Jim_Miller@suite.com wrote:
Seems simple enough. The major sticking point (to me) is the remailer's "used stamp" archive. This could grow to be very large. Something needs to be done to keep the archive from getting too large.
One idea is to have the remailer periodically change the key it uses to sign stamps. Changing the "stamp validation key" effectively invalidates all unused stamps signed by that key. If you haven't used the stamp by that time, you're out of luck. The remailer can purge its "used stamp" archive whenever it changes its "stamp validation key".

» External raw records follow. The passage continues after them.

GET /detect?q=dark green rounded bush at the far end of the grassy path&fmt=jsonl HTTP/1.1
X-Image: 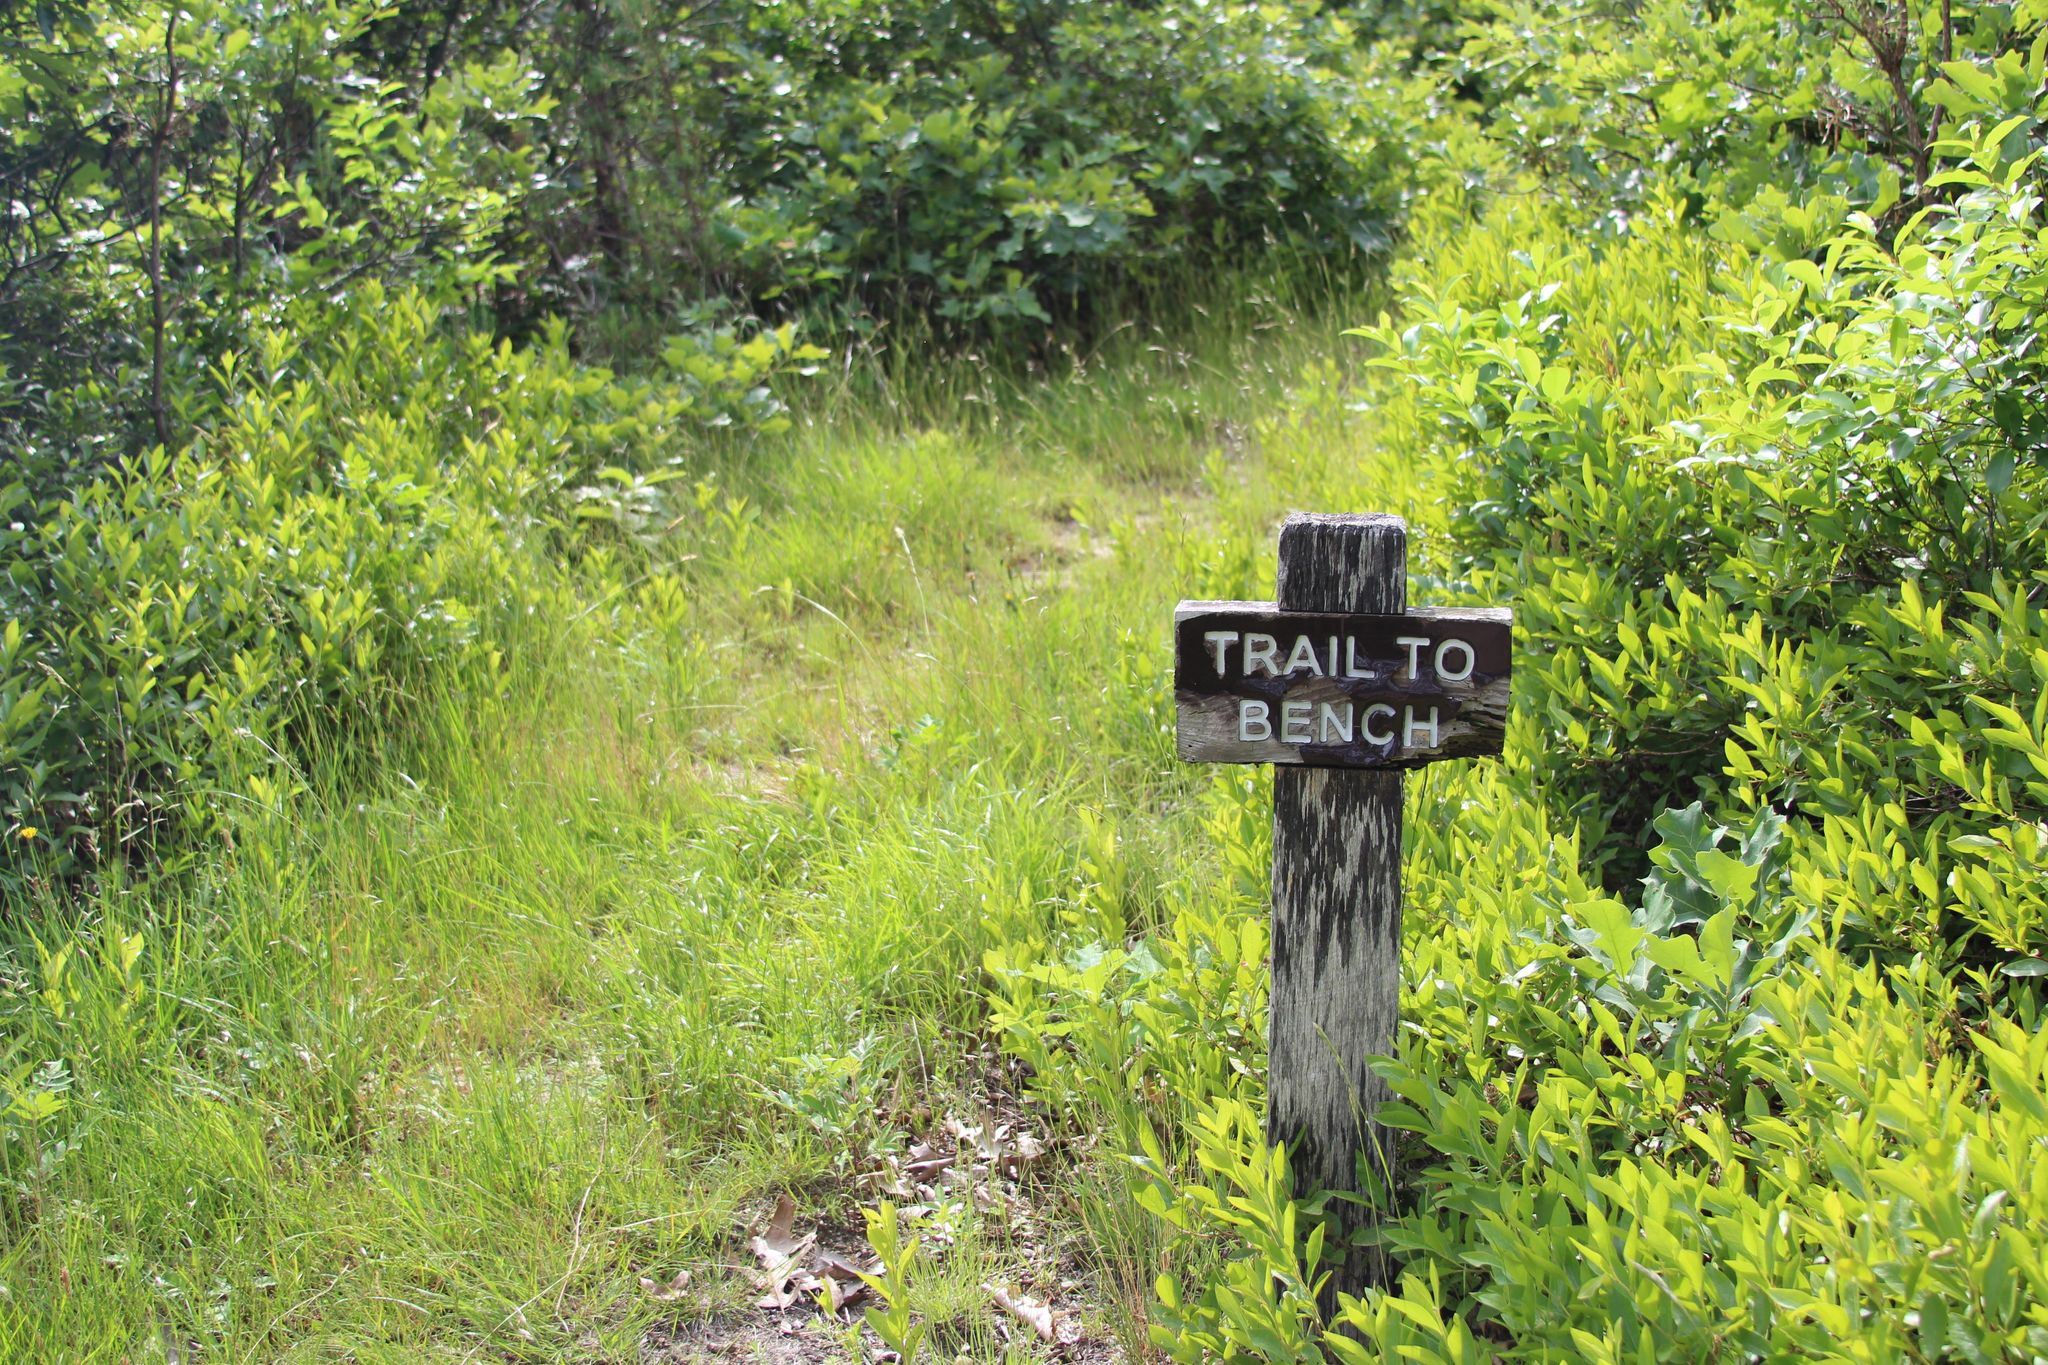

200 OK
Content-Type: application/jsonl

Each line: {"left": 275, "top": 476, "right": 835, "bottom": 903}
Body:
{"left": 541, "top": 0, "right": 1409, "bottom": 331}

Of course, invalidating peoples' unused stamps out from under them is not a nice thing for a remailer to do. The remailer could provide a mechanism whereby people could get new stamps from old, unused stamps. To make this work, the remailer would have to retain the previous "used stamp" archive for a while to give people a chance to get new stamps. However, there still needs to be a limit on how long the remailer retains the "used stamp" archives for old validation keys. If you wait too long, you would lose any chance to get new stamps from old.
Comments welcome.
How about this: Issue numbered stamps sequentially. Encrypt them and add a cryptographic checksum to each stamp. You then create a database such that one bit of data corresponds to one stamp. With a mere 64K database, you could issue and keep track of 524288 postage stamps. That ought to last you a few years. (At 100 letters a day, it would last over 14 years. Most cypherpunk remailers get considerably less than 100 emails a day.)